Key data structure ( redisObject) contains a 24‑bit lru field that stores either a timestamp (LRU) or a combined counter/timestamp (LFU):
typedef struct redisObject {
unsigned type:4;
unsigned encoding:4;
unsigned lru:24; // LRU timestamp or LFU counter+timestamp
int refcount;
void *ptr;
} robj;LRU Eviction Code (Simplified)
int evictLRUKeys(redisDb *db, int policy) {
dict *candidate = (policy == MAXMEMORY_VOLATILE_LRU) ? db->expires : db->dict;
robj *oldest_key = NULL;
unsigned long oldest_idle = 0;
for (int i = 0; i < server.maxmemory_samples; i++) {
dictEntry *de = dictGetRandomKey(candidate);
if (!de) continue;
robj *key = dictGetKey(de);
robj *val = dictGetVal(de);
unsigned long idle = estimateObjectIdleTime(val);
if (idle > oldest_idle) {
oldest_idle = idle;
oldest_key = key;
}
}
if (oldest_key) {
dbDelete(db, oldest_key);
return 1;
}
return 0;
}LFU Eviction Code (Simplified)
int evictLFUKeys(redisDb *db, int policy) {
dict *candidate = (policy == MAXMEMORY_VOLATILE_LFU) ? db->expires : db->dict;
robj *coldest_key = NULL;
uint16_t coldest_counter = UINT16_MAX;
for (int i = 0; i < server.maxmemory_samples; i++) {
dictEntry *de = dictGetRandomKey(candidate);
if (!de) continue;
robj *key = dictGetKey(de);
robj *val = dictGetVal(de);
uint16_t counter = LFU_GET_COUNTER(val->lru);
if (counter < coldest_counter) {
coldest_counter = counter;
coldest_key = key;
}
}
if (coldest_key) {
dbDelete(db, coldest_key);
return 1;
}
return 0;
}LFU counters are updated lazily on each access via updateLFU(), which uses a logarithmic increment and a decay mechanism executed periodically by serverCron().

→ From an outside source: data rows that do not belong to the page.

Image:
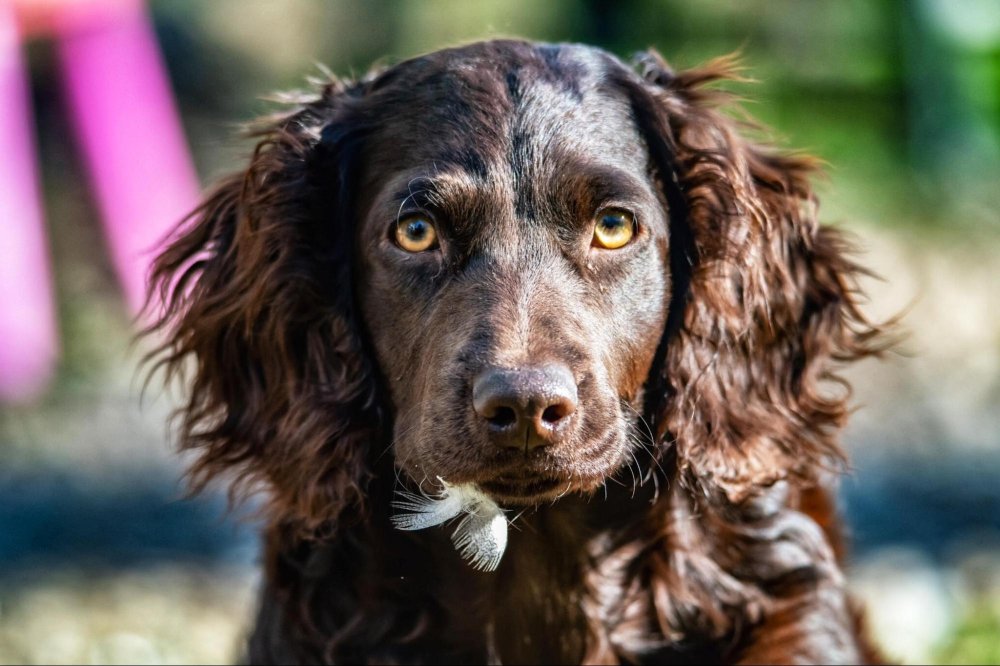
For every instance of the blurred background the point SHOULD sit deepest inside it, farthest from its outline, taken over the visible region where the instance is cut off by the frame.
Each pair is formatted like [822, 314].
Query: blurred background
[104, 560]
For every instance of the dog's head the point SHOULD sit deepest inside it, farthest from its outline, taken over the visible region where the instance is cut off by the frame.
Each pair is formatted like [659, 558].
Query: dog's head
[505, 262]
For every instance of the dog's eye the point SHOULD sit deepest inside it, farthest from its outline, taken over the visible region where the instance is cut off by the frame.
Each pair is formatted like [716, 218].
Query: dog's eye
[416, 233]
[614, 229]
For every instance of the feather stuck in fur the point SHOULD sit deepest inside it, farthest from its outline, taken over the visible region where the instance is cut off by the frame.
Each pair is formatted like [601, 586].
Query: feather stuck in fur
[480, 537]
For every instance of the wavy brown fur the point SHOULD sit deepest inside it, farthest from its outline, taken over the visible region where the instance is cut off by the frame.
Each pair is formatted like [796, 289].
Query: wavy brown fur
[730, 553]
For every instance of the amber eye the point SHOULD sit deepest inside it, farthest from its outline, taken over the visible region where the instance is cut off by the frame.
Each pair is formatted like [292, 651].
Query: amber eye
[614, 228]
[416, 233]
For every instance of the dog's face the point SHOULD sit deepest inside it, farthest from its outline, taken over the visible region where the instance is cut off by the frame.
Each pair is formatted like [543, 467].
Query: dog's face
[513, 267]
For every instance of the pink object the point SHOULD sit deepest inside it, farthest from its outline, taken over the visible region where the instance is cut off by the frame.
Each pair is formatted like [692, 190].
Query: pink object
[28, 341]
[120, 100]
[118, 97]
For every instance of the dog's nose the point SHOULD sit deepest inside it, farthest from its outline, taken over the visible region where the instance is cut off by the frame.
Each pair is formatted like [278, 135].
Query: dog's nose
[525, 408]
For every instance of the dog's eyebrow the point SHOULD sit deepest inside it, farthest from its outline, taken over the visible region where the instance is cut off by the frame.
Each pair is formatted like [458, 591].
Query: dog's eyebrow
[432, 191]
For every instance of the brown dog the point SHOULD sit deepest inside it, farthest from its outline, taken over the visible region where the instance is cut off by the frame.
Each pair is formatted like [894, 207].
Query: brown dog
[528, 270]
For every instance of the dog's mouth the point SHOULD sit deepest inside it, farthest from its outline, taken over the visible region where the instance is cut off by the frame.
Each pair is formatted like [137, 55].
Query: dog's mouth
[509, 490]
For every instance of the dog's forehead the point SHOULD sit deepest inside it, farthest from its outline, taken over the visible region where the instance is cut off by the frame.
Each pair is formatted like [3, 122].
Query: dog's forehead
[501, 111]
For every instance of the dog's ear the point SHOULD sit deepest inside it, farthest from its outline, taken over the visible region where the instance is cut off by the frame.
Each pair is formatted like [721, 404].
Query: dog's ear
[765, 299]
[258, 309]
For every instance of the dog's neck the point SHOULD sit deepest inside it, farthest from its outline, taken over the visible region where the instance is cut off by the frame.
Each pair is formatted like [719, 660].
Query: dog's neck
[549, 600]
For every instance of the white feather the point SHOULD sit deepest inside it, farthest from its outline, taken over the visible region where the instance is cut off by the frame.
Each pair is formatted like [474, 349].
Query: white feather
[481, 535]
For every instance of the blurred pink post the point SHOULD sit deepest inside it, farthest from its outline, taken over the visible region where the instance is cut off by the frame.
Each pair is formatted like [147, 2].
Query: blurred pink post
[120, 101]
[28, 341]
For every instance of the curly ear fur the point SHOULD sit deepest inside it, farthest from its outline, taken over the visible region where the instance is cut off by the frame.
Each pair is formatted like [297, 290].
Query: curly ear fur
[257, 295]
[766, 299]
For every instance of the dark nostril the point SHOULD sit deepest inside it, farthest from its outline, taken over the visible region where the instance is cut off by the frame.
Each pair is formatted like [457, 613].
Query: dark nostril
[553, 414]
[502, 417]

Design Philosophy: Approximate Sampling + Lazy Updates
Approximate Sampling – instead of scanning the whole keyspace, Redis samples a configurable small number (default 5, often set to 10) and evicts the best candidate among them, achieving O(1) complexity.
Lazy Updates – the lru / lfu metadata is refreshed only when a key is accessed, avoiding background threads and lock contention.
This combination lets Redis handle millions of operations per second with sub‑100 µs eviction latency, which is why it powers high‑traffic services at companies like ByteDance, Alibaba, and Meituan.
Key Takeaways
Always set maxmemory to a realistic limit; the default of 0 is unsafe.
Prefer volatile‑lfu for TTL‑based caches and allkeys‑lfu for non‑TTL data.
Monitor evicted_keys and mem_fragmentation_ratio to catch pressure early.
Understand that eviction is a fast, request‑embedded operation, not a background cleanup thread.